Koloid Liofil dan Liofob

Berdasarkan sifat adsorpsi dari partikel koloid terhadap medium pendispersinya. Ada 2 maca koloid.

1. Koloid liofil yaitu koloid yang suka cairan. Partikel koloid akan mengadsorpsi molekul cairan sehingga terbentuk selubung di sekeliling partikel koloid. Jika medium pendispersinya air maka disebut hidrofil. Contoh koloid liofil adalah kanji, protein, dan agar-agar.

2. Koloid liofob yaitu koloid yang tidak suka cairan. Partikel koloid tidak mengadsorpsi molekul cairan. Jika mediumnya air maka disebut hidrofob. Contoh koloid liofob adalah sol sulfida dan sol logam.

Adapun perbedaan antara koloid liofil dan liofob dinyatakan oleh tabel berikut :

Koloid liofil

Koloi liofob

Stabil

Kurang stabil

Gerak Brown dan efek Tyndall kurang jelas.

Gerak Brown dan efek Tyndall sangat jelas.

Umumnya dibuat dengan cara dispersi.

Umumnya dibuat dengan cara kondensasi.

Kekentalan tinggi

Kekentalan rendah

Fase terdispersinya mengadsorpsi molekul.

Fase terdispersinya mengadsorpsi ion.

Tidak mudah digumpalkan oleh elektrolit.

Mudah digumpalkan oleh elektrolit.

Koloid liofil lebih stabil daripada koloid liofob. Untuk menggumpalkan koloid liofil diperlukan elektrolit dalam jumlah banyak, sebab selubung molekul cairan yang berfungsi sebagai pelindung harus dipecah dahulu. Adapun koloid liofob mudah digumpalkan dengan diberi sedikit lektrolit saja.

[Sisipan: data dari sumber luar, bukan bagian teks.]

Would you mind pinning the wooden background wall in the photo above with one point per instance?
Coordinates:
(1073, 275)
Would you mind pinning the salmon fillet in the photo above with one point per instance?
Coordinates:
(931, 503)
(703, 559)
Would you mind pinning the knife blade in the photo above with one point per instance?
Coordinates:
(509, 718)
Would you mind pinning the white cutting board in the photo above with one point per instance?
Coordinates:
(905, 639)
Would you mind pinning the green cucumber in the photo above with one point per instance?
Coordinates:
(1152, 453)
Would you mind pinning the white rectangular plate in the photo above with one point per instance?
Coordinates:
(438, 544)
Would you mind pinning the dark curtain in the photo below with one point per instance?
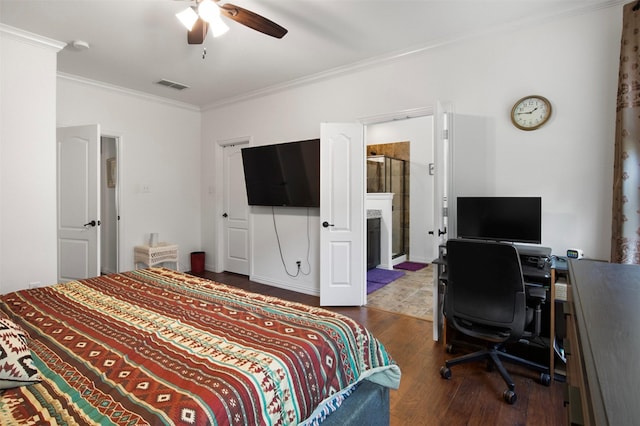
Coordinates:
(625, 236)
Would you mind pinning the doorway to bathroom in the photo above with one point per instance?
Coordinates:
(388, 172)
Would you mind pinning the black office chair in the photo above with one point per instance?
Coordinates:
(486, 299)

Pada pembuatan sol hidrofob, cairan yang akan dipakai sebagai medium pendispersi harus dimurnikan dahulu dari elektrolit (ion) yang dapat mengganggu kestabilan koloid. Pemurnian medium pendispersi dari elektrolit disebut dalisis. Koloid dimasukkan ke dalam kantong yang terbuat dari selaput semipermeabel, yaitu selaput yang dapat melewatkan molekul atau ion tetapi tidak dapat dilewati partikel koloid. Jika kantong yang berisi koloid itu dimasukkan ke dalam air, maka ion pengganggu akan menembus selaput masuk ke dalam air., sedangkan partikel koloid tetap tinggal di dalam kantong. Proses dialisis dapat dipercepat dengan menggunakan air yang mengalir.

Beberapa kolod hidrofil seprti gelatin dan gom Arab bukan hanya stabil terhadap koagulasi tetapi juga dapat ditambahkan kepada koloid hidrofob untuk melindunginya dari koagulasi. Koloid hidrofil yang ditambahkan disebut koloid pelindung sebab menutupi permukaan koloid hidrofob. Jadi jika gelatin ditambahkan ke dalam sol emas atau sol As2S3 maka sol itu sukar digumpalkan oleh elektrolit. Penambahan koloid pelindung banyak dipakai dalam pembuatan berbagai produk industri, misalnya film fotografi yang merupakan koloid AgBr dalam gelatin.